Pride Only Last So Long

Pride is one of the seven deadly sins. It’s one that we are told that we should have in order to be a more complete person. Messages like “have pride in what you do.” “Have pride in the way you look.” “Have pride in your accomplishments.” These are all valuable to us, in order to achieve, and it’s an attribute that serves us well for the most part. But it’s also one that can go to extremes, when coupled with an over inflated ego, this can lead us down a dark path. Feeling proud is a temporary feeling that needs to be fed, causing the need for more to allow us to continue to feed our egos.
For we Alcoholics, suffer from such a need for acceptance that we go to extremes to ignite these feelings.
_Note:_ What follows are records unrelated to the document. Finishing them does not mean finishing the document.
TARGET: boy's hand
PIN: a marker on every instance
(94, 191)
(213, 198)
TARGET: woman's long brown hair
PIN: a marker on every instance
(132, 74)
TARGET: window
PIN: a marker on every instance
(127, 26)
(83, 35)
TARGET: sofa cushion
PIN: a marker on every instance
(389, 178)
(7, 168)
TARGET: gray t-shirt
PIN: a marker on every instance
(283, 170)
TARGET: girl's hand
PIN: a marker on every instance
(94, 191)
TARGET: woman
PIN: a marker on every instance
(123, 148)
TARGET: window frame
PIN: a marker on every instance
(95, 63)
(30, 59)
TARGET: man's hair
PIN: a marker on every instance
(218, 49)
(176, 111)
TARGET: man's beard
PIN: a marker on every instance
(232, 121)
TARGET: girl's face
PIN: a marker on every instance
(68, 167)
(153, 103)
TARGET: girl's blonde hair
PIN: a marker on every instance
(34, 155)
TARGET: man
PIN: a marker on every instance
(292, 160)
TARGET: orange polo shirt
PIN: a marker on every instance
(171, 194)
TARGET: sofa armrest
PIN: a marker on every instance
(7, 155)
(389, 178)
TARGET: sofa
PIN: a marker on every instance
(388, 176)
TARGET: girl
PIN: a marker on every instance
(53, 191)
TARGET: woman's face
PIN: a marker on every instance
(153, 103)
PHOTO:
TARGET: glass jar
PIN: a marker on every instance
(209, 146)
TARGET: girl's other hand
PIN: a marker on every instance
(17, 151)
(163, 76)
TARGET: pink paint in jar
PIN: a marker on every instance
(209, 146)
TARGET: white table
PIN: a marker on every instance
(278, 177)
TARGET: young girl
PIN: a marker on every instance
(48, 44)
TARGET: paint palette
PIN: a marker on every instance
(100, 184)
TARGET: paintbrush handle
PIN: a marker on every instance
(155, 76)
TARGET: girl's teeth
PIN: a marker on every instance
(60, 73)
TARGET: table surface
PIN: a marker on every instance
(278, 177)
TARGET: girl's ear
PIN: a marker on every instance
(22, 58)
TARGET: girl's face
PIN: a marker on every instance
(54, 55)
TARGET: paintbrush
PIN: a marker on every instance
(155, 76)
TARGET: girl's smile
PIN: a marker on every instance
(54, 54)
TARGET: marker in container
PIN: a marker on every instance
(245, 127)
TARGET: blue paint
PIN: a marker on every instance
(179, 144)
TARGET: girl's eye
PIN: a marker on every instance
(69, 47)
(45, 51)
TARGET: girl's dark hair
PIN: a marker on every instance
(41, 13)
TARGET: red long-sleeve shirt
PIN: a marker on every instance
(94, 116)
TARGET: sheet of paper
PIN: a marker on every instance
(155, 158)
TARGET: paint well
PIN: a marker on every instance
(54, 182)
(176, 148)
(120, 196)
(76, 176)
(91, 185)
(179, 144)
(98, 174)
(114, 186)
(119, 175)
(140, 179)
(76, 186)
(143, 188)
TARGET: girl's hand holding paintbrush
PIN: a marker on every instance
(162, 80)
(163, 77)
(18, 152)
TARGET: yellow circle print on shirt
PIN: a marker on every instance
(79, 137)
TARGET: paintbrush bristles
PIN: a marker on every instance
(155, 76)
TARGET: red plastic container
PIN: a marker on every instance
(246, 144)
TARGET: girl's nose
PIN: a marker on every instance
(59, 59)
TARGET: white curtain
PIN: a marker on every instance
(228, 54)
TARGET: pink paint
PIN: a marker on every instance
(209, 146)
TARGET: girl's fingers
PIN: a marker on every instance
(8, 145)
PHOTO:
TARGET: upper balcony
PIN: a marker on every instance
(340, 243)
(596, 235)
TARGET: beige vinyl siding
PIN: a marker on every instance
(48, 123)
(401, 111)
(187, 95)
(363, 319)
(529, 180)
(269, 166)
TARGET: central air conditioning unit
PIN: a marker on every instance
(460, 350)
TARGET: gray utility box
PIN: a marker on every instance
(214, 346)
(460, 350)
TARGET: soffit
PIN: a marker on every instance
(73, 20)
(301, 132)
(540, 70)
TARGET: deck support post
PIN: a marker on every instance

But most of us have another extreme, which is low self-esteem, increasing the need for more self rightous inflation. This is where alcohol is a great liberator of self-esteem, it elevates us until it destroys us. The principals bring us back to the boundy line of life, where we find balance and gives us sound reasoning to know that pride is not always a virtue and that pride last only so long, but humility never loses it’s virtue.
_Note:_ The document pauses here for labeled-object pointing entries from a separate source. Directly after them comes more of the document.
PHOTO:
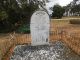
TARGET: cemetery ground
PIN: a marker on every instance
(60, 29)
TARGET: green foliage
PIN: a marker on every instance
(24, 29)
(58, 11)
(3, 15)
(75, 21)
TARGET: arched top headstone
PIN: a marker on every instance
(40, 24)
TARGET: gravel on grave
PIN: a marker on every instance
(56, 51)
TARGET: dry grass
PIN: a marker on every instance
(59, 30)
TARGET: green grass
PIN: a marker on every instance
(24, 29)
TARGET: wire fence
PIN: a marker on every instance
(72, 39)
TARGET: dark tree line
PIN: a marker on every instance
(15, 12)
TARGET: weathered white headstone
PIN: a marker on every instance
(40, 25)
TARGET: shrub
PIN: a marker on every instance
(24, 29)
(75, 21)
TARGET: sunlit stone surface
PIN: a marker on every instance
(39, 26)
(56, 51)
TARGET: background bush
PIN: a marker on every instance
(75, 21)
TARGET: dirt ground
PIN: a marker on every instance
(58, 25)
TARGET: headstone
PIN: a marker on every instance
(40, 25)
Peace Out: M copyright 2015

Evolving Technology

We Alcoholics are taught to communicate with each other. Just think back to 1935 when Bill W. had to go to use a pay phone to find another Alcoholic to talk with. How would our society have ever come about if he were texting or emailing the message? How would he have met Bob? Would they have spoken for the hours that they shared, or even related the true intent of the emotions of two desperate men grasping for help out of their dilemma?
In our modern day of technology, there is still that need to talk to one another. The mordern tools are amazing, but it is 10 times more difficult to convey the true emotions of desperation. I have been writing my blog for almost a year, and many times I see by the response that I may not be clear enough in delivering the point. That is on me, and not the reader. But the necessity to continue is still there.
We as a society have been reduced and become accustomed to “sound bites.” We Alcoholics, sponsers and members, must remember that the “New man or women” needs to be cared for on a human level, there is nothing greater than reaching out your hand and making the new person feel like you want them there. We need to feel apart of to reel us out of the lonely room of isolation and despair. Let us remember that a text message or an email is not as valuable as a hug or handshake. The message needs to be communicated on the most basic levels possible. I am guilty of not always being adherent to what I am saying, but I know that the real message is “one Alcoholic sharing with another.” I must remember to go up to the new man and say welcome, glad your here. Our code of “love and tolerance ” should be transmitted through actions. Actions can only be shown not delivered.